Źle mnie zrozumiałaś. Ja nikomu tutaj nie sugeruję jakimi metodami ma uprawiać swój ogródek. Przyjmijmy, że każdy robi tak jak jemu jest wygodnie. Chodzi mi konkretnie o to, że wszyscy jesteśmy narażani na to, iż oferuje nam się towar niezgodny z normami lub jego opis jest mało dla nas czytelny. Dotyczy to zarówno osób które używają środków chemicznych jak i tych którzy opierają wygląd swojego ogrodu na materiałach i substancjach organicznych.
Poll. Zasady ekonomii są takie, że z produktu który nie spełnia naszych oczekiwań można zrobić ,,złoty środek". Wystarczy odpowiedni pijar (PR), piękne opakowanie z różową wstążeczką i umowa ze sprzedawcą, że towar z napisem ,,okazja" lub ,,promocja" będzie stał przez trzy miesiące przy samym wejściu do sklepu na wysokości naszych oczu.

Zatem prosiłbym aby w dalszych wypowiedziach nie odnosić się do mojej osoby i do moich metod dbałości o ogródek, a do metod i towaru jaki proponują nam producenci za pośrednictwem handlowców. To w ich oczach jesteśmy frajerami których można golić byle jakim towarem często nam niepotrzebnym lub nie spełniającym przypisywanych mu właściwości i funkcji.
Dlatego Poll tytuł tego wątku zawarty jest w cudzysłowiu i nie ma nic wspólnego z moim stanowiskiem czy też z ironicznym podejściem do współużytkowników forum.
,,OGRÓD KTÓRY ŻYJE W ZGODZIE Z NATURĄ, ŻYJE PEŁNIĄ ŻYCIA."
mój wątek-OGRÓD W HARMONII Z NATURĄ

"www.twojapogoda.pl/polska/mazowieckie/warszawa
Ostatnio zmieniany: 24 Sty 2014 02:34 przez waldek727.
Za tę wiadomość podziękował(a): sd-a, nilbul

,,Golić frajerów" 23 Sty 2014 23:23 #217261

  • Hiacynta
  • Hiacynta's Avatar
  • Offline
  • Administrator
  • gg 9117859
  • Posty: 14122
  • Otrzymane dziękuję: 10443
Działania marketingowe są stare jak świat i nie ma się co o nie obrażać :)
Jedni mają talent do wytwarzania, innych kręci sprzedawanie, a niemal wszystkich nakręcają zakupy :)

Prawdę mówiąc wolę być mamiona i kuszona mnóstwem niepotrzebnych rzeczy, bo pamiętam czasy kupowania na kartki kiełbasy marki kiełbasa, butów na talony o fasonie ogólnobezpłciowym całorocznym, a kolorze trudnym do identyfikacji.

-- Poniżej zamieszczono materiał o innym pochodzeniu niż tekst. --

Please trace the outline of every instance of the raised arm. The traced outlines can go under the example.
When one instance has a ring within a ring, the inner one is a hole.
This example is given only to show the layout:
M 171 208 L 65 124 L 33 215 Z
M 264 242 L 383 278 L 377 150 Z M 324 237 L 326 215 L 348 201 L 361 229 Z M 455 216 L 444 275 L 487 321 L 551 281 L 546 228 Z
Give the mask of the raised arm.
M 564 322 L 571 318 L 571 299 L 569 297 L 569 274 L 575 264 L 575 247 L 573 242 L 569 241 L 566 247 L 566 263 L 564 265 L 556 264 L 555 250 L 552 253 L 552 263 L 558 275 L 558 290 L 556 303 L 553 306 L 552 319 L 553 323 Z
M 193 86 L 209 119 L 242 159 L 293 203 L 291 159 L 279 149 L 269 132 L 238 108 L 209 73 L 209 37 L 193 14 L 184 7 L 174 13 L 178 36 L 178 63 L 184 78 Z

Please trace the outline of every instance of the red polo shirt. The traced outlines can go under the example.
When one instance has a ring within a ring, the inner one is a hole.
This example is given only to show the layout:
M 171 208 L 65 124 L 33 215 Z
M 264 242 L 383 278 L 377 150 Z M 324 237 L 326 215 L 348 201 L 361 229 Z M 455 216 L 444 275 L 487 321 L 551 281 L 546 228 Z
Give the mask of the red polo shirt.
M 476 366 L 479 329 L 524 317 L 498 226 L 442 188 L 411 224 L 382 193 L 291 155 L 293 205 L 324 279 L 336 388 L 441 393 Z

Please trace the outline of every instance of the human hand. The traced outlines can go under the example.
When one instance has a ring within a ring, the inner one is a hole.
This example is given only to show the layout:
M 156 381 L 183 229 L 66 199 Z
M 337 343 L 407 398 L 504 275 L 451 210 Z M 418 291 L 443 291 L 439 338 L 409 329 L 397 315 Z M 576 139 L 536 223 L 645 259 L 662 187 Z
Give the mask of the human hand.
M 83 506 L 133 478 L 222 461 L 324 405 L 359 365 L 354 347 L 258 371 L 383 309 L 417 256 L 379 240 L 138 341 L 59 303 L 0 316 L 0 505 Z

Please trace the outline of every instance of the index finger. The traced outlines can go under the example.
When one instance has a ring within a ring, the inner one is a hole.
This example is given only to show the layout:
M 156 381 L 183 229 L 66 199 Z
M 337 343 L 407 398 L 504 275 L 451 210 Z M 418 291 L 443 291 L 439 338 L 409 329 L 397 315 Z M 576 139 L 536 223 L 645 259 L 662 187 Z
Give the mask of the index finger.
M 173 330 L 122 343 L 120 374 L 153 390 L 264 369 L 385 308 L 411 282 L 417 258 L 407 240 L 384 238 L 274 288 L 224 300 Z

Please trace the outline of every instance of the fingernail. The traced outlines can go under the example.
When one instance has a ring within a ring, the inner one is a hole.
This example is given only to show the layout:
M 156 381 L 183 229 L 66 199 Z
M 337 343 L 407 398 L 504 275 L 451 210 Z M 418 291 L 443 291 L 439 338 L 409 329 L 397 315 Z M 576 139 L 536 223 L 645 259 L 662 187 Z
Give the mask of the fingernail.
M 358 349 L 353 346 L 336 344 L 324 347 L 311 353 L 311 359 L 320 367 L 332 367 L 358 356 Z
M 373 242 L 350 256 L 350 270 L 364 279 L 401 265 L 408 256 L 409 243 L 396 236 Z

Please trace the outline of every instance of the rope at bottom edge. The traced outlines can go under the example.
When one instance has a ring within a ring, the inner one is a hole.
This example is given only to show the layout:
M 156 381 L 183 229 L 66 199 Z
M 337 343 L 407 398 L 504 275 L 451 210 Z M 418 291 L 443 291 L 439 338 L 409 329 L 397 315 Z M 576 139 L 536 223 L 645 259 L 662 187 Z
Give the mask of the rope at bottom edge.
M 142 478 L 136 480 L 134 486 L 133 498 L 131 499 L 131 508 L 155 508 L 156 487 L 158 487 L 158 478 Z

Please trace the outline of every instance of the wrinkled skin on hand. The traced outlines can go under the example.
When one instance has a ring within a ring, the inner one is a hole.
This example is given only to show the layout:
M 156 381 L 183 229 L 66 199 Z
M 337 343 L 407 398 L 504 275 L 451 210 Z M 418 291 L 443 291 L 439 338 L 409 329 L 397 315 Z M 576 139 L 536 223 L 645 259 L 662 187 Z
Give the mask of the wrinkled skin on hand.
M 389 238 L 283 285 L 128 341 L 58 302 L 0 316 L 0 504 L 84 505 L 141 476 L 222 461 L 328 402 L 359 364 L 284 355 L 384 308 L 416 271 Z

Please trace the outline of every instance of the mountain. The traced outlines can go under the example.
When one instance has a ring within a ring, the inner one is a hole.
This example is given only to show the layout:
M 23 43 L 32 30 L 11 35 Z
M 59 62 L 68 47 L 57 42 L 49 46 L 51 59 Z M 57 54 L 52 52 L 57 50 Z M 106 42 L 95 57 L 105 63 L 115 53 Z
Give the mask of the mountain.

Czasem rezygnuję z zakupów, bo nie wiem, co mam wybrać, ale naprawdę bardziej mi to się podoba, niż lizanie zza szyby towaru dla wybranych.

A i w temacie nawozów oraz innych środków stosowanych w rolnictwie, na działkach i w ogrodach nie ma jasności, co jest czarne, a co białe.
Nie bardzo przekonują mnie eksperymenty o charakterze werbalnym oraz nośne i łatwo wpadające w ucho frazy z niektórych książek, bo to też jest element marketingu :) Wolę sięgnąć do badań prowadzonych przez naukowców, chociaż ich teksty często są takie, że można przysnąć nawet pijąc kawę :)

Ostatnio wyczytałam np., że stosowanie biostymulatorów fitohormonalnych zwiększa znacząco plonowanie, ale zmniejsza liczebności bakterii i promieniowców, obniżając tym samym jakość i żyzność gleby.

Z kolei stosowanie uśrednionych dawek nawozów azotowych zwiększa ilość bakterii i promieniowców w stosunku do gleby nie nawożonej.
Stosowanie zaś wysokich dawek nawozów azotowych zmniejsza ilość bakterii w pierwszym roku, ale zwiększa znacząco ich ilość w roku kolejnym.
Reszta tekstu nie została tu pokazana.